Rechtbank Leeuwarden

Datum uitspraak
17 april 2002
Publicatiedatum
4 april 2013
Zaaknummer
51217 KGZA 02-0066
Instantie
Rechtbank Leeuwarden
Type
Uitspraak
Rechtsgebied
Civiel recht
Procedures
  • Kort geding
Rechters
  • W.K.F. Hangelbroek
Vindplaatsen
  • Rechtspraak.nl
AI samenvatting door LexboostAutomatisch gegenereerd

Vordering tot nakoming van een koopovereenkomst met betrekking tot een gebouwencomplex

In deze zaak vordert de eiseres, een besloten vennootschap, nakoming van een koopovereenkomst die op 5 oktober 2001 is gesloten met de gedaagde, Van der Werf's Bouwbedrijf B.V. De koopovereenkomst betreft een gedeelte van het gebouwencomplex Bethesda in Kollum. De eiseres stelt dat de gedaagde ten onrechte zijn verplichtingen uit de overeenkomst opschort, omdat de doorgang tussen de Eskesstraat 2 en 8 gewaarborgd moet zijn. De gedaagde heeft echter betoogd dat de erfdienstbaarheid van weg, die essentieel was voor de koopovereenkomst, niet correct is gevestigd en dat de familie [D.] zich tegen de doorgang zal verzetten.
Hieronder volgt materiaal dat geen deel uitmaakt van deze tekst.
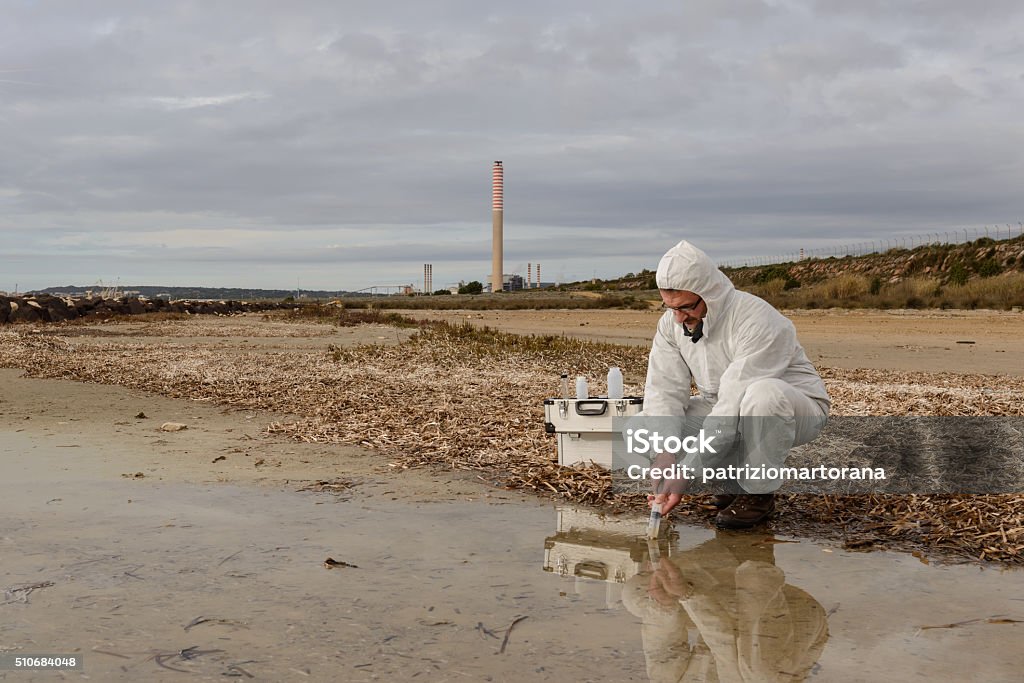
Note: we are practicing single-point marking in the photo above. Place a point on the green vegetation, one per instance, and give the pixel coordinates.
(1004, 291)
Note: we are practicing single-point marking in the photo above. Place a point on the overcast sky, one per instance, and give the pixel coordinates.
(341, 144)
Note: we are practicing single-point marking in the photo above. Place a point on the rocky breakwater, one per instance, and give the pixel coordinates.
(46, 308)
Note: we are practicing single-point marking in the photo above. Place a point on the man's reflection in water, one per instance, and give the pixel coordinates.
(750, 624)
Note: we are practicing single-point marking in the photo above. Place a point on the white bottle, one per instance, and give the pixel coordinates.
(582, 391)
(614, 383)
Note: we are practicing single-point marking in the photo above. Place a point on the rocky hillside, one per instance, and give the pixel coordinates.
(953, 264)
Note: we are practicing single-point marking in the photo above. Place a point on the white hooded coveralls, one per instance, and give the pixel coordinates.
(747, 364)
Tijdens de zitting hebben beide partijen hun standpunten toegelicht. De eiseres heeft geprobeerd een alternatieve toegang tot het complex te creëren, maar de gedaagde heeft deze optie afgewezen, omdat dit de aanleg van een tuin zou belemmeren. De voorzieningenrechter heeft vastgesteld dat de gedaagde zich terecht op zijn opschortingsrecht beroept, omdat de eiseres niet kan garanderen dat de doorgang naar het complex gewaarborgd is. Hierdoor is de rechter van mening dat de gedaagde niet in gebreke is gebleven en dat de vordering van de eiseres moet worden afgewezen.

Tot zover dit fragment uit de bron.